I wouldn’t blame Claire. I would point out that they have meetings which are for only some of the group and that’s all this is too. The spa weekend would work better with a smaller group on this occasion.

Laura sounds annoying. She doesn’t have to go.

Happy101 · 27/01/2020 23:22

That Laura needs to keep her nose out of your business, why is she inviting other people to use your spa vouchers?? This may be sad, but the older i've gotten i've realised it's better to have 1 or 2 friends. And I avoid mums at the school gates, I have my own friends.

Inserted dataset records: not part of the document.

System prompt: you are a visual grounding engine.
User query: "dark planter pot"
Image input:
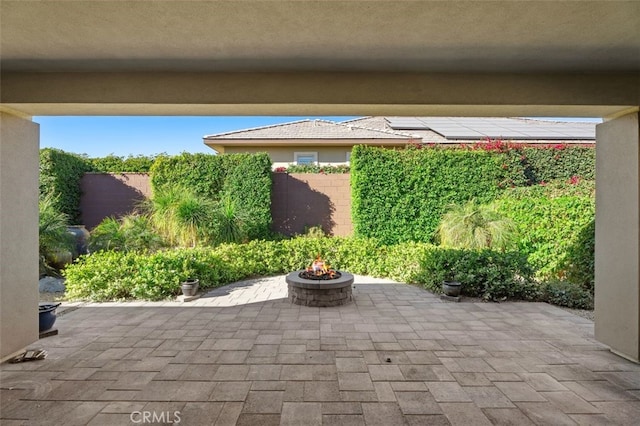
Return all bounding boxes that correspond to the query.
[180,280,200,297]
[442,281,462,297]
[67,225,89,259]
[38,303,60,333]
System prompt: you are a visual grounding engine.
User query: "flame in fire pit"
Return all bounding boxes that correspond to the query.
[300,255,342,280]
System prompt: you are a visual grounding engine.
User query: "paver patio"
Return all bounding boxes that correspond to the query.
[0,277,640,426]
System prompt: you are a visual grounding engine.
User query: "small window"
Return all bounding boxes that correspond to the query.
[293,152,318,165]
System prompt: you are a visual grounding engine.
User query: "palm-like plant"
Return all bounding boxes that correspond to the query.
[215,194,246,243]
[149,187,215,247]
[38,194,74,273]
[436,200,516,250]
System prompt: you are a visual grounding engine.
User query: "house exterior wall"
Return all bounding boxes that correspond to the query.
[80,173,151,229]
[224,146,353,169]
[0,113,40,360]
[595,112,640,362]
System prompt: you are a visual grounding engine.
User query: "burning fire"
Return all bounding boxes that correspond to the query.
[300,255,340,280]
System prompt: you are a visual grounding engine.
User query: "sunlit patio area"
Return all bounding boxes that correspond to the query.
[0,277,640,425]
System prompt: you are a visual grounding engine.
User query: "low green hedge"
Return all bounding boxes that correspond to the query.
[64,237,537,301]
[417,248,539,301]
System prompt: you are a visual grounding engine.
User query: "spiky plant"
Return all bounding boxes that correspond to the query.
[90,214,164,251]
[38,193,74,273]
[215,194,246,243]
[436,200,516,250]
[89,217,125,251]
[149,187,215,247]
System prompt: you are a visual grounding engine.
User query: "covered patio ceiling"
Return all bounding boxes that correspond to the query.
[0,0,640,116]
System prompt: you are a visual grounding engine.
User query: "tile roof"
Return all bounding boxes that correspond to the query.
[204,117,596,146]
[204,120,411,142]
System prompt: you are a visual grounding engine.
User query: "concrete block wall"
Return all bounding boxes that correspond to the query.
[80,173,353,236]
[80,173,151,229]
[271,173,353,236]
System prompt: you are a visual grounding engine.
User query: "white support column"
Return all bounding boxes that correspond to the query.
[595,112,640,362]
[0,112,40,360]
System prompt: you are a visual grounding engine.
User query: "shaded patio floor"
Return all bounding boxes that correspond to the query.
[0,277,640,426]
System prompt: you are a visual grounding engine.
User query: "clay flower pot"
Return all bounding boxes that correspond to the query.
[180,278,200,297]
[442,281,462,297]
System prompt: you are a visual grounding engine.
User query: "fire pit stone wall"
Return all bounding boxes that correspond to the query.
[286,271,353,307]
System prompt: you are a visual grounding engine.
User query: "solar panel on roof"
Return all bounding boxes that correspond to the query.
[389,117,595,140]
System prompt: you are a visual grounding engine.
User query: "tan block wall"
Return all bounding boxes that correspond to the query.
[80,173,353,236]
[80,173,151,229]
[271,173,353,236]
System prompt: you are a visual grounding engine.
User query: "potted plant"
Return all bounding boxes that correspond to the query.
[180,278,200,297]
[442,261,462,297]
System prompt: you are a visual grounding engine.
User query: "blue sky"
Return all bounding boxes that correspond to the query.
[33,116,600,157]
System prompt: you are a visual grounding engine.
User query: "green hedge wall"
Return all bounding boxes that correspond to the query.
[351,145,506,244]
[87,155,157,173]
[497,181,595,282]
[150,153,272,238]
[39,148,91,224]
[150,152,225,200]
[506,144,596,186]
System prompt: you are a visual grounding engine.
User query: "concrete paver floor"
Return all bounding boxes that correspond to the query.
[0,277,640,426]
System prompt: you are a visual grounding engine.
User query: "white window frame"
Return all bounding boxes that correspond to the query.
[293,151,318,166]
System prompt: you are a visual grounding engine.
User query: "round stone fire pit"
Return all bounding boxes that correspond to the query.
[286,271,353,307]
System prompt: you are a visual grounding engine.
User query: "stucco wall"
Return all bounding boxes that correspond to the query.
[0,113,40,359]
[80,173,151,229]
[595,113,640,362]
[225,146,351,168]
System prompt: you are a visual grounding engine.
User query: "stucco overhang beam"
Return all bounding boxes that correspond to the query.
[1,72,640,116]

It all just seems to close to home as you have the potential to see them everyday, they're involved with your kids, you kids friends etc, far too much chance for it to get messy.

ThePlantsitter · 27/01/2020 23:23

I think Anna's words are good but if you don't want to mention Claire explicitly say

“Hi Laura. Oh nice idea, but this time I’ve purposefully tried to keep the group small - I think we've reached the stage where we don't have to invite the whole group to everything, haven't we? Definitely up for a bigger spa day get together later in the year!”

You don't have to explain why you want a smaller group or explicitly say 'and you didn't invite me just time you bastards' do you?

IndigoHexagon · 27/01/2020 23:27

Plantsitter - I think that might just be what I need to say. I’m going to see laura tomorrow morning and do this face to face so my words (or tone) can’t be misinterpreted.

OP posts:
ZeldaPrincessOfHyrule · 27/01/2020 23:32

I also wouldn't mention Claire. It's absolutely not her fault, but I could see women like this leaping on her as someone to blame for them not being invited. You don't have vouchers to cover them all, it isn't school so you're sure they understand you can't invite everyone this time, and you can all forget to book a bigger spa day later in the year when you haven't got such a short time frame to stick to.

KellyHall · 27/01/2020 23:34

Good luck!

I've always found groups of women far too much hard work and have fallen out with them all, over the course of my life. I always get on better with male friends, my best friend is male and we've been friends for over 10 years. He laughs about the awful women I've been friends with over the years 😳

MoonlightBonnet · 27/01/2020 23:37

I think you also need to be quite explicit that you will save the vouchers just for you and Claire if they insist on trying to broaden the group.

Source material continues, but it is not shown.